The other negotiating option is for the taxi to stop running during those years, which would imply a grace period without capitalization; this also seems unacceptable from the side of the funds for such an extended period. That's why analysts don't rule out the possibility that the agreement reached will have a taxi that accelerates in a gradual way: the first years slower and then it will accelerate hand in hand with the economic recovery.

With the current prices of the bonds, the expected removal is much more aggressive than 30% of the present value. In 2005 it was 75%.

But the most relevant point in this discussion is the "exit yield", the return that the funds can earn from holding the bonds once they are restructured to maturity, either from interest rates or from rising parities as the Argentine economy recovers. From the perspective of creditors, it should be no less than 9% per year.
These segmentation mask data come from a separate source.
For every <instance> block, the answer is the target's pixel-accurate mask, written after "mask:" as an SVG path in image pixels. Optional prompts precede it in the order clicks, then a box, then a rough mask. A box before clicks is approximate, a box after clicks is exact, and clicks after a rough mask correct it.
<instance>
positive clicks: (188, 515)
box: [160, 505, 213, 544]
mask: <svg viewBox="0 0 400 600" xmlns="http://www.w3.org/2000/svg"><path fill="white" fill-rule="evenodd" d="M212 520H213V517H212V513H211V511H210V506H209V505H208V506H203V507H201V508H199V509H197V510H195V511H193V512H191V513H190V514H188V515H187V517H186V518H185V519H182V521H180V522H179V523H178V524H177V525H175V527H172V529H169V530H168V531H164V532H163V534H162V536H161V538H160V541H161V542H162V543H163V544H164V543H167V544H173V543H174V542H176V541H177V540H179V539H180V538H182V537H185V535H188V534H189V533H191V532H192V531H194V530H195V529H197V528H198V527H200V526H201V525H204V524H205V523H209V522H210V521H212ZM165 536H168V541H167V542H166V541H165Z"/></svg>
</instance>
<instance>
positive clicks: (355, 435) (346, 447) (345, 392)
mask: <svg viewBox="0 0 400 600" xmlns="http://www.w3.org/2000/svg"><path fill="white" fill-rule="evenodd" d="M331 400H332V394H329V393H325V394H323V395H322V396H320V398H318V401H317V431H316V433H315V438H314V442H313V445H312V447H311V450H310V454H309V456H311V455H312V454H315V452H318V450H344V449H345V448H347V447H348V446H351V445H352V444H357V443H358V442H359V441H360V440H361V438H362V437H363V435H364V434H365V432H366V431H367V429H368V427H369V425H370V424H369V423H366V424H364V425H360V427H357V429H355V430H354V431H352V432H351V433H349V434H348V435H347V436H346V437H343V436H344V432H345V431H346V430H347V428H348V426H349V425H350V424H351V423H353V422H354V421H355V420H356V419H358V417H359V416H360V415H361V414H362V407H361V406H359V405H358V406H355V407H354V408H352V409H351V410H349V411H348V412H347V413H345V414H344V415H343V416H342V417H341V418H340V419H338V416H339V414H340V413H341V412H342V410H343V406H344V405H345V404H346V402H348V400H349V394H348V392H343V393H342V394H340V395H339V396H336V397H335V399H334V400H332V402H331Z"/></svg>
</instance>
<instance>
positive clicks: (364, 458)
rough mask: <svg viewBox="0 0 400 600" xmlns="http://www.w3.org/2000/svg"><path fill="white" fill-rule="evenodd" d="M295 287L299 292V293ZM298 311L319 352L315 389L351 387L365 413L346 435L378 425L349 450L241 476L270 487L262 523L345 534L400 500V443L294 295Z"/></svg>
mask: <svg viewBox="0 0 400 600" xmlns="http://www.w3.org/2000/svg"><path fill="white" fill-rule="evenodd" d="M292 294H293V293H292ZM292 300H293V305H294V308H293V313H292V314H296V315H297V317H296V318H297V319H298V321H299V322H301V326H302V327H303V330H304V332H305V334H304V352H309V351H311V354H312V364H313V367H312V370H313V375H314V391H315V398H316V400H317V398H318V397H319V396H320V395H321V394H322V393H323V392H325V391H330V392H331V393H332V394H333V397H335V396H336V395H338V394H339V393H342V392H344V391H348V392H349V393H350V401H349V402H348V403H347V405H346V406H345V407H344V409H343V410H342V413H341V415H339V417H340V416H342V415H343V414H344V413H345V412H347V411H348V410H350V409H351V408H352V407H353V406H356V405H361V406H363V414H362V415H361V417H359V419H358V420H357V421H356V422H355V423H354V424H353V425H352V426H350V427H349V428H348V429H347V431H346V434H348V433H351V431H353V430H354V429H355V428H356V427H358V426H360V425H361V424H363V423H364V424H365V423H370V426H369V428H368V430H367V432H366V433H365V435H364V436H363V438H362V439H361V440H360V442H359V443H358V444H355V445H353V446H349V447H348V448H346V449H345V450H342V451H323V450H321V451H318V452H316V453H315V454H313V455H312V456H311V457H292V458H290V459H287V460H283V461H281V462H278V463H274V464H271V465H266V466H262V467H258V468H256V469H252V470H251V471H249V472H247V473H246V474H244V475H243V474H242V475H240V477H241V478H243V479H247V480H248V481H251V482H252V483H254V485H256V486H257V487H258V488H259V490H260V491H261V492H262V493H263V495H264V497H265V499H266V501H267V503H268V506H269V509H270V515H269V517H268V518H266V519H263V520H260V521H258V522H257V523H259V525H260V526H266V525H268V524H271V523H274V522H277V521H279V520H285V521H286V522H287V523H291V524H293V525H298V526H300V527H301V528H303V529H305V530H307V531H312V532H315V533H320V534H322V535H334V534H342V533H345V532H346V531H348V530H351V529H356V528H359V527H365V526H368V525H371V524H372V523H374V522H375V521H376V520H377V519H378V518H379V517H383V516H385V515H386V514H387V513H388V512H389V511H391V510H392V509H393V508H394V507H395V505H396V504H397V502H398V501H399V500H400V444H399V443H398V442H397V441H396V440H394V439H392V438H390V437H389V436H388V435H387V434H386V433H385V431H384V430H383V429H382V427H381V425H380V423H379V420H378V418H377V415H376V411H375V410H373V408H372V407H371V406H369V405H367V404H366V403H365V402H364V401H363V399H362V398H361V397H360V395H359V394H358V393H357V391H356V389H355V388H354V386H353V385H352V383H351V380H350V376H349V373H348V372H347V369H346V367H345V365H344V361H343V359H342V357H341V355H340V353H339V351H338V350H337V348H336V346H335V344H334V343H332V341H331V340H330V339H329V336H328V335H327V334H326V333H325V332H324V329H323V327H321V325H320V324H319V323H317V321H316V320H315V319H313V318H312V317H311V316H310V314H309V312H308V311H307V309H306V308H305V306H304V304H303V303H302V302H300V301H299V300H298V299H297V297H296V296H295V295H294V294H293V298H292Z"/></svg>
"The balance is very thin. With bond parities around 45%, there would be room for us to end up in a 'win/win' scenario where there is a restructuring that would improve the sustainability equation and at the same time leave the new bonds with parities around 55% and discounts to present value around 40% leaving expectations of a capital gain for private creditors, assuming scenarios with exit yields around 11%. But if we only focus on the discount and not on the consistency of the economic program, it will be difficult to have a consistent exit yield and therefore an entry deal," Furiase explained.

On the other hand, if the restructuring proposal is not reasonable, the debt negotiation would navigate on a very dangerous terrain, given that in a zero-rate world, real money funds have a low opportunity cost to wait and will not accept any proposal," he said.